Как бы слить весь ад в одну запись?
читать дальшеМы стоим у Андреевского спуска, и я уже запускаю руку в рюкзак, чтобы достать кошелёк. Потом доходит.
- А почему они спят? Почему они все спят?
На небольшом участке асфальта разместилось около 15-ти собак разных пород и возрастов. Солнце жарит, в центре всего этого на какой-то табуреточке сидит странного вида бабушка и равнодушно читает газету. Все собаки спят. У края дороги стоит прозрачный пластиковый аквариум для сбора денег. Написано, что для приюта собак и кошек.
- Они под чем-то?
- Центр Киева, на таком месте не пустят сидеть просто так.
Вчера в автобус заходит женщина и просит дать ей деньги на лечение сына, у него какая-то страшная болезнь. Прямо как в любой из столиц это происходит в электричках и в поездах метро. У неё есть фотография, она жалобно вещает. Я уже почти верю, а потом на фразе "А если Вы сомневаетесь, у меня есть справка о болезни моего сына" я ловлю интонацию. И вот это "сомневаетесь" и "справка" звучат протяжно и высоко. И я понимаю, что слышу это не в первый раз.

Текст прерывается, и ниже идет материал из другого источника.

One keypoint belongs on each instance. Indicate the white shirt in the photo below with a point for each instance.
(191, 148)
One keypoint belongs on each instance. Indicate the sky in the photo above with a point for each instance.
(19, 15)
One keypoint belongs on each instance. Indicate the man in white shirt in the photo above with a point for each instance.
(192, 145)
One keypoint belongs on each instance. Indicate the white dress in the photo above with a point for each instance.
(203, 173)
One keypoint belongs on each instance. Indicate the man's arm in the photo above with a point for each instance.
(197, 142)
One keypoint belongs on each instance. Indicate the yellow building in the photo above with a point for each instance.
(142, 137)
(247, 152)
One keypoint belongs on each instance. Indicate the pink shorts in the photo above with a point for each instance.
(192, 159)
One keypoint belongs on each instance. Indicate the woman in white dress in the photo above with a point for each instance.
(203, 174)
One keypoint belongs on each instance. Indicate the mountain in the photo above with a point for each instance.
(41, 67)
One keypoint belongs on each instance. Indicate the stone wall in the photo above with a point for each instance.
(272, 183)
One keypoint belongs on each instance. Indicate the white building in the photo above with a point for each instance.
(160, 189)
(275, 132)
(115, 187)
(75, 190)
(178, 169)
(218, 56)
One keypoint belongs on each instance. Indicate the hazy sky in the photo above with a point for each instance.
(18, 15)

Да простит меня Господь и эта женщина, если это моё выпестованное последними месяцами неверие ожесточило моё сердце, но это не похоже на правду. Честно говоря, разговоры про истину и правду сейчас сложны особенно, их просто невозможно вести.

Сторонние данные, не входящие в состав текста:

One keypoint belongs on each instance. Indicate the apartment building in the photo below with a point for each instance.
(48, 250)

О, как здорово было ещё несколько дней назад, когда самой острой моей проблемой был вопрос о том, велика ли мне эта кожаная серая куртка или не очень. Сейчас же я нахожусь в постоянном напряжении. Где-то между грудной клеткой и горлом что-то постоянно сжимается, я отвлекаю себя на воспоминания, мечты и фотографии, на хороших людей, но лучше чувствую себя за закрытой дверью и закрытым окном. Куртка велика, пришлось купить другую. Но я категорически не принимаю эту реальность сейчас, это яркое солнце, этих бесконечных людей, шныряющих по улицам (а чем я лучше?), эту убогую палатку народно-освободительного движения, что поселилась уже, видимо, на Чумбаровке, чтобы собирать деньги на помощь Донбассу. Я хочу разорвать себе барабанные перепонки и выколоть глаза, чтобы не видеть, как люди сходят с ума, но самое страшное - я больше всего на свете боюсь лишиться разума.